THESE days many people die after “brief illness”. In our part of the country, whoever dies after a protracted illness is seen as having “died a good death” because he gave his children and other relations the opportunity to look after him and say thank you for everything he did for them before departing.
This is the lot of Chief Innocent Okeke Akametalu aka Nwokenife of Uruekwo village, Enugwu Ukwu in Njikoka LGA of Anambra State. He was one of the greatest pioneers of economic empowerment of his people, a great motivator and selfless personality whose motto seemed to be: “In the happiness of others I derive happiness and satisfaction”. Nwokenife was indeed a great patriot in whom Umubulanocha kindred, Uruekwo village, Enugwu Ukwu community and the entire community of philanthropists and selfless entrepreneurs were well pleased.
Born on January 4, 1922, he was the fourth child in a family of seven children. By dint of hardwork and perseverance he later assumed the role of protector and provider for the entire Akametalu family and their kindred.
Nwokenife never had the opportunity to taste formal education but due to his endowed intelligence he taught himself arithmetic and how to read and write the Igbo language while babysitting in Agu Ukwu. In 1939 he moved to Enugu to live with his uncle, the late Benson Uffoh. While in the city he appreciated the benefits of education and vowed that his younger siblings must acquire formal education. And he ensured that they did.
In 1943 he relocated to Gusau in present Zamfara State and established his own business. It was there that he made his name and fortune and put his footprint on the sand of time. He established a trade line between Gusau and South East Nigeria. In 1951 he chose his life partner, Mrs. Florence Oyibo Akametalu (Omie Umuagbala) from a dance group that performed then that took EnugwuUkwu by storm. They later wedded in Gusau in 1953 with the late Chief and Mrs. Charles Okonkwo, parents of Chief J. A. Okonkwo Offia di Uhu III of EnugwuUkwu na Umuri as sponsors. The marriage was blessed with nine children. He would later become the most reliable and biggest produce transporter in the old Sokoto Province. He also expanded into transport business with the name Nwokenife & Sons. Here he engaged many idle hands who were wasting away at home as either drivers, conductors or apprentices.
Through Mr. Utomi, Professor Pat Utomi’s father who was then the General Manager of BP, he was appointed the Operator of the BP Filling Station in Gusau, the largest filling station in Sokoto province.
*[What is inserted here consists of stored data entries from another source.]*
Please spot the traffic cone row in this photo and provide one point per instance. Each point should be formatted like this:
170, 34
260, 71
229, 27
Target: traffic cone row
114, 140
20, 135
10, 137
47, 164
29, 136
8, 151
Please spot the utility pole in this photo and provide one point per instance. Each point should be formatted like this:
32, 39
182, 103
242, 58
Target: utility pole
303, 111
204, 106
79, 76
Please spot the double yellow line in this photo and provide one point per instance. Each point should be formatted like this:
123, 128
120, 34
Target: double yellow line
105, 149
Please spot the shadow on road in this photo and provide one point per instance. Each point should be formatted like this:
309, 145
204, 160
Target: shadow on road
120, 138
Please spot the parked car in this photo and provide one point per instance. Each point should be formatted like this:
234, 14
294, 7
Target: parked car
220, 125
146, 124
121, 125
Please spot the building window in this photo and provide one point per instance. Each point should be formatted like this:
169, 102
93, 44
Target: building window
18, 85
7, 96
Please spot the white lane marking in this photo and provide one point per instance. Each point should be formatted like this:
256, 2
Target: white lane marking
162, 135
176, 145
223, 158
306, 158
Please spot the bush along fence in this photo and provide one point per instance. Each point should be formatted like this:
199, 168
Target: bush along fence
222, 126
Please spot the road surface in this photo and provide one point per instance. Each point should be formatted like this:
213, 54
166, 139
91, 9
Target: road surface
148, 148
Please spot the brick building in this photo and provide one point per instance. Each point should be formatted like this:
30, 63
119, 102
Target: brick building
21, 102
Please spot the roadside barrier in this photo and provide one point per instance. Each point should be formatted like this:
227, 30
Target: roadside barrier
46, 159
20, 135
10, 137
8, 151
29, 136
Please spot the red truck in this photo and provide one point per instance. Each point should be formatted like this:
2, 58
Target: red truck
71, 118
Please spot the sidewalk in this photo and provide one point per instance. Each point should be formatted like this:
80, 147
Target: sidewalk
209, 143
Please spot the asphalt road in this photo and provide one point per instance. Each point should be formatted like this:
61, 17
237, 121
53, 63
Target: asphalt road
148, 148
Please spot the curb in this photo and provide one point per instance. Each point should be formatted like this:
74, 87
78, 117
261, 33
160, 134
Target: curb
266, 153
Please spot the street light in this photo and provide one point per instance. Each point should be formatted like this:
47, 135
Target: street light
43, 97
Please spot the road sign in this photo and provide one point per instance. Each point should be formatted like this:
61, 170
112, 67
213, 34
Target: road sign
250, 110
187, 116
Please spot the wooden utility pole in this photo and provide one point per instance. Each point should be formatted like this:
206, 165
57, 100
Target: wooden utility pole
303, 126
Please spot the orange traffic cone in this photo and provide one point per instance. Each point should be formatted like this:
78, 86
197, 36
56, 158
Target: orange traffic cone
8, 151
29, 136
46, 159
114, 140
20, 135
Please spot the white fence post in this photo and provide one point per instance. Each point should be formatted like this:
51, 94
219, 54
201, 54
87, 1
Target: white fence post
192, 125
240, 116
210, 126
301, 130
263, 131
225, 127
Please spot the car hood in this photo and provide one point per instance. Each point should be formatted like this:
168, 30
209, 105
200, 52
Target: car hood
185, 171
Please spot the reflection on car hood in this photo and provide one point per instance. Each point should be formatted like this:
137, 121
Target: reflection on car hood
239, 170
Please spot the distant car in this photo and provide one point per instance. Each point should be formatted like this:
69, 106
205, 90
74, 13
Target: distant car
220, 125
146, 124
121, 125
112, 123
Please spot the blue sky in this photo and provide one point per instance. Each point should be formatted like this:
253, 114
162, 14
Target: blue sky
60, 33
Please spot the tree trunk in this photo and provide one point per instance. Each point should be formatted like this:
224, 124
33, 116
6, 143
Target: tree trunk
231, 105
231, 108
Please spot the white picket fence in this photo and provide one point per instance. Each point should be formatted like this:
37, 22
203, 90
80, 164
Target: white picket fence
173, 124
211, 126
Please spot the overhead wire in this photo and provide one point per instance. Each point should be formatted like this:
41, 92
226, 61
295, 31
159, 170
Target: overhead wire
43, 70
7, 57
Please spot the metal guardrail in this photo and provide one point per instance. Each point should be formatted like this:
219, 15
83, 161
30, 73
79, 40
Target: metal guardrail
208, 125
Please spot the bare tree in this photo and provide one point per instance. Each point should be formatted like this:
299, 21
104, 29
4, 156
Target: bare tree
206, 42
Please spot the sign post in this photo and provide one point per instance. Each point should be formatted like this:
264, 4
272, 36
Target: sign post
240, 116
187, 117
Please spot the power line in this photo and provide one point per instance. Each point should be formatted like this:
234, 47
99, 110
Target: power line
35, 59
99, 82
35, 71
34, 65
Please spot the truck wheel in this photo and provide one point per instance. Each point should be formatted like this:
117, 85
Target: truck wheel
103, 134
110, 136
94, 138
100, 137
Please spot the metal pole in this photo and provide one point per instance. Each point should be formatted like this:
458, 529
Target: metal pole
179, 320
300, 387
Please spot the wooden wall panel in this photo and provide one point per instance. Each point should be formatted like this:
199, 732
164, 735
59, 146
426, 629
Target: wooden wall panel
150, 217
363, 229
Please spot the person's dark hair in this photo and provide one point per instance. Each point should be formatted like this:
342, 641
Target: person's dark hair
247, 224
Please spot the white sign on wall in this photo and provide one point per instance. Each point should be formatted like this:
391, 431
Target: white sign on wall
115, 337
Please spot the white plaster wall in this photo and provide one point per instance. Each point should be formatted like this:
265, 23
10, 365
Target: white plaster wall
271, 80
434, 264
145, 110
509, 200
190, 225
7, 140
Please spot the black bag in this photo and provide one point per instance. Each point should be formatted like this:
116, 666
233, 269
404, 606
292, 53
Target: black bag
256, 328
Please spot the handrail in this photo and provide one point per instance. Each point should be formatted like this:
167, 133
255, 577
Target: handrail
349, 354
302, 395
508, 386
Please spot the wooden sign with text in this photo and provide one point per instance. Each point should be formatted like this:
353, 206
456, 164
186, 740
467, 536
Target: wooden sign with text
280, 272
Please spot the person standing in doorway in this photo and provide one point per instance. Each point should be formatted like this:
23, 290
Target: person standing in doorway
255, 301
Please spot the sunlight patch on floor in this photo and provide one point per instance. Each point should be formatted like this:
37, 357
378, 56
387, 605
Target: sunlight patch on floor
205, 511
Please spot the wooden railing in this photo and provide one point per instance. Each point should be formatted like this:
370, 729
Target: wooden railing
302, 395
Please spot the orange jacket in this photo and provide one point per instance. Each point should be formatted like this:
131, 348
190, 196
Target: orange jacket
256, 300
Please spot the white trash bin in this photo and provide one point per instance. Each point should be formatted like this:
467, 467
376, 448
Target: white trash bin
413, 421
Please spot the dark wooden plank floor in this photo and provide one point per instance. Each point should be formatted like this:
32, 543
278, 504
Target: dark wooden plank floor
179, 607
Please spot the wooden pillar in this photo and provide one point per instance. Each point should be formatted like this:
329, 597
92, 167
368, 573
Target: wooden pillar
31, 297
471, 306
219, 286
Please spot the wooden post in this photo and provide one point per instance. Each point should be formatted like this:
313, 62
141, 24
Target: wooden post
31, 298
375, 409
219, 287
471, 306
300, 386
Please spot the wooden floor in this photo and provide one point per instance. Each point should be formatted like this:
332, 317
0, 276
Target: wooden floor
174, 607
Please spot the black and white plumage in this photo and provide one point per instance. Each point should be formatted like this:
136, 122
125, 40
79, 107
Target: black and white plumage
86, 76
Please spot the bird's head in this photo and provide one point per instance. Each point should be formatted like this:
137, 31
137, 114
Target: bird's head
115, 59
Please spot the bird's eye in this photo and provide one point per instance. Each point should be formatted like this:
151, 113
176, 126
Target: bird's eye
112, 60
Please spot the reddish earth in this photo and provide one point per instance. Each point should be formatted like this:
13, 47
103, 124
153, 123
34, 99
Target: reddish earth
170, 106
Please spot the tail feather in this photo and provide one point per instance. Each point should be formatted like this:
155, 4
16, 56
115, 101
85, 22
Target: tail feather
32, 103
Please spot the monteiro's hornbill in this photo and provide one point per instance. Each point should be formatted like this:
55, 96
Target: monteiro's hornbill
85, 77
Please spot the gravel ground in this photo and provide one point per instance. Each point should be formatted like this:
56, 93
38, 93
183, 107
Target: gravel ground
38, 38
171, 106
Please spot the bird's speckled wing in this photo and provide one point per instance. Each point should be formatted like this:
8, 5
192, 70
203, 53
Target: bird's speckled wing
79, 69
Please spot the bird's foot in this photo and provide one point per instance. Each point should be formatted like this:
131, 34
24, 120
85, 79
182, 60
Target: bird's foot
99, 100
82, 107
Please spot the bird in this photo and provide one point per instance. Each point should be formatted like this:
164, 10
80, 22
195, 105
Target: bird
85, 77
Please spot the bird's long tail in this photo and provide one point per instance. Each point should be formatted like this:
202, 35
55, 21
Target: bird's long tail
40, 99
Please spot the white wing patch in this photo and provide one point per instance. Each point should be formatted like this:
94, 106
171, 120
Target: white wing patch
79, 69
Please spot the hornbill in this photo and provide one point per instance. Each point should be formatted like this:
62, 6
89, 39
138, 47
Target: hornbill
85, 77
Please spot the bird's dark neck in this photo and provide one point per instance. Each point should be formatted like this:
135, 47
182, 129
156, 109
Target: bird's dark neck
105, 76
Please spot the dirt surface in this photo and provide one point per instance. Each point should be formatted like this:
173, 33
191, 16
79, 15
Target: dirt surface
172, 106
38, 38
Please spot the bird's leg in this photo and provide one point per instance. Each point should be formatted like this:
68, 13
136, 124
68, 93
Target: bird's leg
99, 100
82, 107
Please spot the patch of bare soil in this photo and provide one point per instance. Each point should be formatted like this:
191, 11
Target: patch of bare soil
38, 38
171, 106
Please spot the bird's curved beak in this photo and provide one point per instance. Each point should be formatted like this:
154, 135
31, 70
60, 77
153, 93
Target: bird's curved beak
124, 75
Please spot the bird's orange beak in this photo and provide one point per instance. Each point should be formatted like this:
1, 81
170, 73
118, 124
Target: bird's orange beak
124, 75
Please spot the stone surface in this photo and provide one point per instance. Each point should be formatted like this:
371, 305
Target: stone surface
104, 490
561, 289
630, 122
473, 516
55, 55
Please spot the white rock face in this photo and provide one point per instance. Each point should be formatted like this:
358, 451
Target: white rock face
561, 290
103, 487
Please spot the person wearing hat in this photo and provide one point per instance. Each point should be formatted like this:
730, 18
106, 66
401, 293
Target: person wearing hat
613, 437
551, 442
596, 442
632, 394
The station had barely opened its doors for business in early 1966 when the disturbances in Northern Nigeria started and this great entrepreneur and pioneer industrialist had to relocate to the East, abandoning his flourishing business empire. He left the North with a total of eight 911 lorries, one three tons Austin and one Renault bus. He used them to carry stranded Igbos who had converged at Cabinet Hotel Gusau to the East free of charge. He would later accommodate them in his Enugwu Ukwu residence until they found their way to their own hometowns.
Again when the civil war broke out and the Federal troops captured Awka in 1967, Enugwu Ukwu became threatened. It was at this point that Nwokenife made all his lorries available for the evacuation of people and their property from Enugwu Ukwu. While the vehicles carried goats, boxes and food items of other people, Nwokenife insisted that no member of his family would take along anything that was not for their subsistence in their new refugee camp. This writer and members of his family were beneficiaries of this exemplary philanthropist. Without his offer of vehicles that conveyed the total of 267 people from Enugwu Ukwu to Osumenyi in Nnewi South LGA, most, if not all, of these people may have become casualties of the war as there was no money to charter vehicles to convey them to anywhere.
This “save my people action” of Nwokenife remains very significant and indelible in the minds of many people as there was another businessman of same Uruekwo village Enugwu Ukwu with us who preferred to load and convey firewood in his own 911 lorry instead of human beings. As the popular 7Up advert would say the difference between Nwokenife’s action of saving human beings and the other businessman’s action of saving firewood was very clear.
At Osumenyi the Enugwu Ukwu people who were camped at St. Lawrence primary school premises developed very close association and friendship with the Osumenyi hosts which has been sustained till date. Some Osumenyi families that readily call to mind at this period were the Oguines and Onwughalus.
Chief Innocent Akametalu carried his undying love for his people to his post war life at No. 29 Eze Street Uwani Enugu.
This has remained the meeting venue of Uruekwo village indigenes resident in Enugu till date, a ready accommodation for any Enugwu Ukwu person visiting Enugu for the first time. Of course his homestead in Uruekwo Enugwu Ukwu has also remained till date the meeting venue of his Umubulanocha kindred. Such selfless humanists as Innocent Akametalu are rare gifts to any community.
As his remains is committed to earth today April 20, 2012, may his kind and generous soul find rest in our Lord’s bosom, Amen.
Mr. SAM EKPE, a public affairs commentator, wrote from Abuja.